Pudrición de la fruta
El patógeno ataca las peras. Pueden aparecer manchas marrones. Con el tiempo, se forman en su lugar crecimientos grisáceos: esporas de hongos. Estas esporas pueden ser transportadas por el viento e infectar otras frutas del huerto. Las peras infectadas presentan pudrición, lo que provoca que se sequen en la planta o se caigan por completo. La enfermedad se propaga rápidamente durante la maduración de las peras, en ambientes húmedos y calurosos. Esto suele ocurrir en la segunda mitad del verano. Las peras afectadas deben recolectarse y destruirse. En otoño y primavera, se recomienda pulverizar con una solución al 1% de caldo bordelés o lechada de cal (1 kg de la solución diluido en 10 litros de agua) como medida preventiva.
podredumbre gris
La foto muestra el aspecto de las hojas cuando aparece esta enfermedad. Se forman grandes manchas marrones sin bordes definidos. Si el verano es lluvioso y frío, la enfermedad también afectará a la fruta, que se seca y se torna marrón. Las lluvias frecuentes provocan la esporulación grisácea del hongo. El micelio se seca gradualmente y se forman numerosos cuerpos fructíferos pequeños, redondos y negros. En clima seco, las manchas de las hojas se agrietan y se desprenden, y la fruta se seca y se torna marrón. La enfermedad persiste en la fruta, las hojas, la corteza y los brotes. Para prevenir la infección, es necesario utilizar plántulas sanas, seguir las prácticas agrícolas adecuadas, recoger y quemar los restos de árboles y aclarar las plantaciones densas. El tratamiento consiste en la pulverización con Raek o Skor.
Moho negro
A veces, las hojas y los frutos de los perales se ennegrecen. Esto se debe, con mayor frecuencia, a la fumagina. Los árboles jóvenes con sistemas inmunitarios débiles y aquellos dañados por plagas de insectos son especialmente susceptibles. Una buena manera de proteger los perales es tratarlos con los insecticidas Calypso o Fitoverm. Estos productos se diluyen según las instrucciones del fabricante, que se incluyen con el producto.
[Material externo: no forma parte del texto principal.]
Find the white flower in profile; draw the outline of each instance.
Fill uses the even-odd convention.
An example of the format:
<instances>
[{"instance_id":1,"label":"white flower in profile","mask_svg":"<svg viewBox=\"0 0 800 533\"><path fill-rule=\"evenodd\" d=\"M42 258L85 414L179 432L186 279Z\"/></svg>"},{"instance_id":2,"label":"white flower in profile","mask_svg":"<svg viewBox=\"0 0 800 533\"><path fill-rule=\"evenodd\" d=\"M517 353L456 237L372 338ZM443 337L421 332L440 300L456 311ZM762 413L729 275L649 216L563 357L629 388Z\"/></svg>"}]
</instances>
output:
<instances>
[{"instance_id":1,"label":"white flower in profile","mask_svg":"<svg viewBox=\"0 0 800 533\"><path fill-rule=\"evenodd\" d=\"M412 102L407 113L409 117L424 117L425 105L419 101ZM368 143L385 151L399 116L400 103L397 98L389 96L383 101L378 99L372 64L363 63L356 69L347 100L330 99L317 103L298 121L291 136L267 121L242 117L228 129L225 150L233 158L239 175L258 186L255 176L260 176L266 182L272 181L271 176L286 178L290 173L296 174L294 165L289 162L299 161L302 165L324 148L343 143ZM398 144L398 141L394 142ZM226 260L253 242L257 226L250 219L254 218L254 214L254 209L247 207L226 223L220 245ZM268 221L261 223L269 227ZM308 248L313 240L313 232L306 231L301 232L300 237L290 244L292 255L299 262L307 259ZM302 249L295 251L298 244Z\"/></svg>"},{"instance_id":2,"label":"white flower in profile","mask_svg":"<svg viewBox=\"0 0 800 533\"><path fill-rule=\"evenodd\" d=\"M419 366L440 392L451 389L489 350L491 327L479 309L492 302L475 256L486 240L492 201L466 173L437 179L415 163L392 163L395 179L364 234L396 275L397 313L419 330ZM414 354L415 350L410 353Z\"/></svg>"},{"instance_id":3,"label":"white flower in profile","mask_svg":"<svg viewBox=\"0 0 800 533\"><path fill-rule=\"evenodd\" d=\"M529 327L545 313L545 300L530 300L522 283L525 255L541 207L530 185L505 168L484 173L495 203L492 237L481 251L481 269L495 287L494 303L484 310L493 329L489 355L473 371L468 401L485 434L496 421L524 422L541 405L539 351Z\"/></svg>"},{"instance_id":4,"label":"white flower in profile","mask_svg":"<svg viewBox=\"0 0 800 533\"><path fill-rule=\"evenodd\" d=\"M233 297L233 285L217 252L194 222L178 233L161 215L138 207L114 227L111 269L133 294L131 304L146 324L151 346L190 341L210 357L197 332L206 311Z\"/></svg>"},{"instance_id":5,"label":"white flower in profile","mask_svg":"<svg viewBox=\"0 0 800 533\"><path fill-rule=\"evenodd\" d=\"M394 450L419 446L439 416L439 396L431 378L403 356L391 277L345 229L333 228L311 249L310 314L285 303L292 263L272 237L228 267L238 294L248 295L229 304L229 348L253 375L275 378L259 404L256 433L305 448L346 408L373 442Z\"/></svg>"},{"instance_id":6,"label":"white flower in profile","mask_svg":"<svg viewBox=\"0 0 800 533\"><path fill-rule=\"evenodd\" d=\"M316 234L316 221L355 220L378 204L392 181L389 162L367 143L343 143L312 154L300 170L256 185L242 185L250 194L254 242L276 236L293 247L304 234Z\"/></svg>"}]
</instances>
Enfermedades de la hoja del peral y su tratamiento
Un peral puede dejar de dar fruto por completo debido a enfermedades foliares. Estas enfermedades son causadas por diversos hongos, bacterias y virus, e incluso pueden matar un peral adulto. Las hojas infectadas no pueden fotosintetizar, lo que provoca que el árbol pierda energía, se marchite y muera. Es importante plantar variedades resistentes a las enfermedades y saber cómo salvar el árbol. El principal método de control es la fumigación preventiva del peral.
Oídio
El oídio es causado por un hongo. La enfermedad se identifica fácilmente a principios de primavera. Las hojas recién brotadas presentan una capa blanquecina, inusual en los perales. Conforme el árbol crece, el hongo se desarrolla, tornando las hojas rojizas. A menudo, las hojas no alcanzan su tamaño normal. Si la enfermedad se agrava, se secan y se caen. El oídio se desarrolla gradualmente, provocando la caída de las hojas durante el verano. Como medida preventiva, se puede podar el peral y eliminar rápidamente las ramas muertas, quemándolas.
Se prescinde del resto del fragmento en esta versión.